Occupation Profile for Tax Examiners, Collectors, and Revenue Agents
Determine tax liability or collect taxes from individuals or business firms according to prescribed laws and regulations.
Signficant Points
- Tax examiners, collectors, and revenue agents work for Federal, State, and local governments.
- Employment is expected to have little or no change, but the large number of retirements over the next 10 years should create many job openings.
- Competition will be greatest for positions with the Internal Revenue Service.
Knowledge
- Customer and Personal Service — Knowledge of principles and processes for providing customer and personal services. This includes customer needs assessment, meeting quality standards for services, and evaluation of customer satisfaction.

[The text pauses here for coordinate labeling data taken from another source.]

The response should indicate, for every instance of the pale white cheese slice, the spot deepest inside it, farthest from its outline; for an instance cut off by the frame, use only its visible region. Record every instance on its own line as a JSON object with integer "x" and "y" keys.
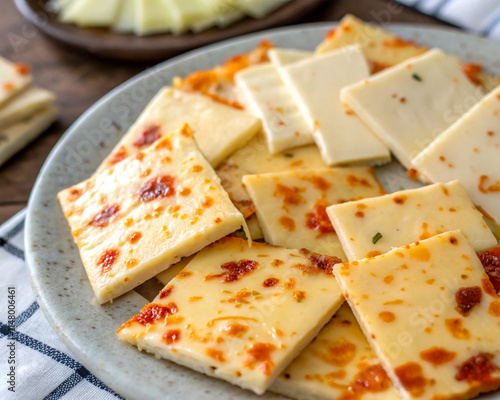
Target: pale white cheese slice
{"x": 239, "y": 313}
{"x": 13, "y": 79}
{"x": 431, "y": 314}
{"x": 410, "y": 104}
{"x": 291, "y": 206}
{"x": 218, "y": 129}
{"x": 134, "y": 220}
{"x": 15, "y": 137}
{"x": 470, "y": 151}
{"x": 269, "y": 99}
{"x": 370, "y": 227}
{"x": 338, "y": 364}
{"x": 315, "y": 84}
{"x": 24, "y": 105}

- Law and Government — Knowledge of laws, legal codes, court procedures, precedents, government regulations, executive orders, agency rules, and the democratic political process.
- Computers and Electronics — Knowledge of circuit boards, processors, chips, electronic equipment, and computer hardware and software, including applications and programming.
- English Language — Knowledge of the structure and content of the English language including the meaning and spelling of words, rules of composition, and grammar.
- Mathematics — Knowledge of arithmetic, algebra, geometry, calculus, statistics, and their applications.
Skills
- Active Listening — Giving full attention to what other people are saying, taking time to understand the points being made, asking questions as appropriate, and not interrupting at inappropriate times.
- Active Learning — Understanding the implications of new information for both current and future problem-solving and decision-making.
- Speaking — Talking to others to convey information effectively.
- Mathematics — Using mathematics to solve problems.
- Reading Comprehension — Understanding written sentences and paragraphs in work related documents.
Abilities
- Oral Comprehension — The ability to listen to and understand information and ideas presented through spoken words and sentences.
- Written Comprehension — The ability to read and understand information and ideas presented in writing.
- Oral Expression — The ability to communicate information and ideas in speaking so others will understand.
- Deductive Reasoning — The ability to apply general rules to specific problems to produce answers that make sense.
- Information Ordering — The ability to arrange things or actions in a certain order or pattern according to a specific rule or set of rules (e.g., patterns of numbers, letters, words, pictures, mathematical operations).